A writer for such publications as USA Today, The Bulwark, Deseret News, The Dispatch, Law and Liberty, The Hill and RealClearPolicy, Orrell formerly served as an assistant secretary in the U.S. Department of Labor, deputy assistant secretary in the U.S. Department of Health and Human Services, and legislative assistant in the U.S. Senate.
In a recent post, Orrell predicted that a combination of “demographic aging, economic growth, and restrictive immigration policy” are “conspiring to create historically tight labor markets in the coming years.”
Can artificial intelligence, robotics, and other forms of automation solve the problem?
“I wouldn’t count on it,” Orrell argued. “As AI helps to offset retirements and streamline ‘knowledge’ worker employment, the demand in fields like construction, manufacturing, hospitality, agriculture, health and elder care — you know, the producers of the housing, consumer products, food, and basic services we rely on and are accustomed to having on demand — continues to grow.”
In the mix
• In the Washington Examiner, FreeCon signatory and native New Yorker David Harsanyi wrote that “watching the Democratic Party nominate a socialist jihadi apologist for mayor less than 25 years after 9/11 is infuriating.”
“Not because Zohran Mamdani is a Muslim,” Harsanyi continued, “but because he embraces ‘globalizing the intifada,’ a violent, terroristic slogan aimed at his Jewish neighbors — in a city where they have increasingly been targeted.”
“In years past, Democrats would feign offense at being labeled socialists. Today, not a single notable elected Democrat, outside of Sen. John Fetterman, decried the direction of their party. Indeed, many big-name Democrats have endorsed Mamdani, including, despicably, numerous Jewish Democrats.”
• At Fox News, FreeCon signatory David Bahnsen described Mamdani’s primary win as a “dire warning” for the American Right.
“This is what we will get nationally if we do not repudiate right-wing populism,” wrote Bahnsen, managing partner of The Bahnsen Group and author of Full-Time: Work and the Meaning of Life. Such populists are “borrowing” rhetoric from Mamdani and other left-wingers “but with less magnitude and force, and finding out the hard way that state power and grotesque economic interventions will always be done with more drama by the left than the right.”
“Once the bargain has been made — once the concession is granted that, yes, the government ought to be the key arbiter in economic life — the left-wing populists are going to win the day.”
• In the Wall Street Journal, FreeCon signatory Ray Nothstine wrote that when the Declaration of Independence was signed, it marked 13 distinct rebellions.
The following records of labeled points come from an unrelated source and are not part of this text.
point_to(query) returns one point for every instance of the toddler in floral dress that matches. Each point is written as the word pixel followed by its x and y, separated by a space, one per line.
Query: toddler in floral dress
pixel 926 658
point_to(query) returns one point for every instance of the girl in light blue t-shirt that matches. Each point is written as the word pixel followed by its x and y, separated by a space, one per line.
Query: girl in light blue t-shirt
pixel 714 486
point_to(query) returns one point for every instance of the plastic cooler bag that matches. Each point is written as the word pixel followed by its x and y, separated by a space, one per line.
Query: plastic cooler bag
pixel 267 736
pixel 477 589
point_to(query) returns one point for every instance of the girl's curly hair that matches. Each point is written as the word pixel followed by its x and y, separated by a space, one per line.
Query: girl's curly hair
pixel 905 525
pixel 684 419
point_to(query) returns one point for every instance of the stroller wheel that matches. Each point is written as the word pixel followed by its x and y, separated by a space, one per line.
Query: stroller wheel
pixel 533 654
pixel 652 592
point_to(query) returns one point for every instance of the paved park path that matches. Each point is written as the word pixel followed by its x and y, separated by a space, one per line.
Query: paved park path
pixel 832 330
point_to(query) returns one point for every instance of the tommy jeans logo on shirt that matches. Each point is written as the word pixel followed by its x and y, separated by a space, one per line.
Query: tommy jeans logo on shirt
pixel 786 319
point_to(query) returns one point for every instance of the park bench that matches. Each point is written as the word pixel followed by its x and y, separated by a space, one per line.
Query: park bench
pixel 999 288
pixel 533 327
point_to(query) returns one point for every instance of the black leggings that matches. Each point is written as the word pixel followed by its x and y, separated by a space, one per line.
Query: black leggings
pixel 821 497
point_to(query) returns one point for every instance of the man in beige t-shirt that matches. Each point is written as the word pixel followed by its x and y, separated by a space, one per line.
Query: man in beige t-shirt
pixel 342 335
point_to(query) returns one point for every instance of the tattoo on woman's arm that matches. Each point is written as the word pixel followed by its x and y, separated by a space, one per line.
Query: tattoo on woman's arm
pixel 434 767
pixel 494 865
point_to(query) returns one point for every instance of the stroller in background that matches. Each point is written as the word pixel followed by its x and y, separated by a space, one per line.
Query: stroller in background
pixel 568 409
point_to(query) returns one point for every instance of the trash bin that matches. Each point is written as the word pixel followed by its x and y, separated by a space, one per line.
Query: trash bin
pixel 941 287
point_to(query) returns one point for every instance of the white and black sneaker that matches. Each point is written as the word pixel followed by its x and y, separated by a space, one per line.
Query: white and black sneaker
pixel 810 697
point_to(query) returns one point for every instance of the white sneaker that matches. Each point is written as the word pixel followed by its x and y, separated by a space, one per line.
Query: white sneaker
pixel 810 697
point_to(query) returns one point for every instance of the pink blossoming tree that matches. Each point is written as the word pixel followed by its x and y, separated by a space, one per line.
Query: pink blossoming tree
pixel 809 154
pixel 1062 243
“We should remember the independent spirit of the colonies and their multitude of rebellions that helped shape our federalist system — one in which states and citizens aren’t subjects of a distant authority, but active participants in self-government,” wrote Nothstine, a writer and editor at State Policy Network. “The revolutionary belief that people need not be ruled by a sovereign took root in county courthouses, churches and local assemblies long before it was declared in Philadelphia in 1776.”
He added that federalism “still gives us the best path to exercise and practice self-government. Our challenge is to embrace the Founders’ wisdom.”
• In the Orlando Sentinel, FreeCon signatory Richard Lorenc wrote that revisionist arguments against the American Revolution merely reveal how out of touch many young (and not so young) people are with our country’s founding principles.
“Ours is a nation of ideas and ideals,” wrote Lorenc, who leads a project, Lexandria, to help develop high school students into principled citizens. “That’s what the Declaration of Independence and the Constitution are all about: the people’s freedoms and how to organize a government that respects and protects those freedoms.”
“At each major crossroad in America’s history — the Revolutionary War, the westward migration, the Civil War, the Great Depression, the two world wars — we’ve leaned into our values and ideals and emerged stronger for it.”